Having just binge-watched both seasons of Twin Peaks, this is very weird.
posted by Grandysaur at 1:14 PM on March 20 [1 favorite]


Seriously, I swear I just read an old Ruth Rendell book that is just like that.

The Monster in the Box, I think.
posted by BibiRose at 6:27 AM on March 21


The link in the post now includes part 2 of the story, giving "The Detective's" perspective. You can scroll down on that page, or it starts halfway down page 7 here.

Part 3 will be released on Monday.
posted by zarq at 6:43 AM on March 21 [1 favorite]


This is excellent, thanks zarq. I *love* Texas Monthly.
posted by triggerfinger at 3:38 PM on March 22 [1 favorite]


BibiRose, it was actually Mike Burden in The Veiled One, though you're right, Wexford does it in The Monster in the Box. The difference, of course, is that Wexford's suspicions seem much more accurate than Burden's. That's why he's the boss.
posted by Athanassiel at 9:07 PM on March 22 [1 favorite]

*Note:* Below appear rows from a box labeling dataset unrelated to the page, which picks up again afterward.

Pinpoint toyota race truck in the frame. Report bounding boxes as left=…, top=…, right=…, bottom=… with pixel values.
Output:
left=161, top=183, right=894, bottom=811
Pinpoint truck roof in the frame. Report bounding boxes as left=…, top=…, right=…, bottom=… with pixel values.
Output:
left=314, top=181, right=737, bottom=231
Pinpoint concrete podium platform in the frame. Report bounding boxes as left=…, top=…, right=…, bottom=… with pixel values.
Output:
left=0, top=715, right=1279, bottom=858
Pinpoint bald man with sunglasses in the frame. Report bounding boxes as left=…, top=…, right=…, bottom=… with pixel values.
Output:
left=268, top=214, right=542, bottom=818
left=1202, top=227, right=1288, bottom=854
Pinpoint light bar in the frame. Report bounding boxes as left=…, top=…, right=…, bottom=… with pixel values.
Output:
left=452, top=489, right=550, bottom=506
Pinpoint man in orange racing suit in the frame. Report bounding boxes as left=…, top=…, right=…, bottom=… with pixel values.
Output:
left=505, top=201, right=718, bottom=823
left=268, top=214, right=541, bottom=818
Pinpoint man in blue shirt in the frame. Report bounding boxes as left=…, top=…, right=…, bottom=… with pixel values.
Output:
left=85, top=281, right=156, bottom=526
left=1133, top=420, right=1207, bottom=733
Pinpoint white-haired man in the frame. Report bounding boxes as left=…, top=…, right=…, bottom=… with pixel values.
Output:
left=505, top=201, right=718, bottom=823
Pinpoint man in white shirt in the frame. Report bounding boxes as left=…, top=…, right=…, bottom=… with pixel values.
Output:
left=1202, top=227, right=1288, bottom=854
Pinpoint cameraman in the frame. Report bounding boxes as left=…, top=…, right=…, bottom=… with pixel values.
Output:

Just read this, very fascinating and frustrating. I'm really perplexed by the journalist who's been writing the book for 15 years. Could it be that he's stumbled onto some information that exonerates the Menendezes but implicates Spence, and that's why he's stalling? Publishing 10 years ago would have generated interest, he could have continued to research the case and publish a follow-up. It doesn't smell right.
posted by (Arsenio) Hall and (Warren) Oates at 12:10 PM on March 29


k5.user, I'm not sure about a recent post here, but bite mark forensics always reminds me of these guys.
posted by goshling at 10:19 PM on April 7




This was haunting. I just wanted to loop back and thank you again for sharing this content.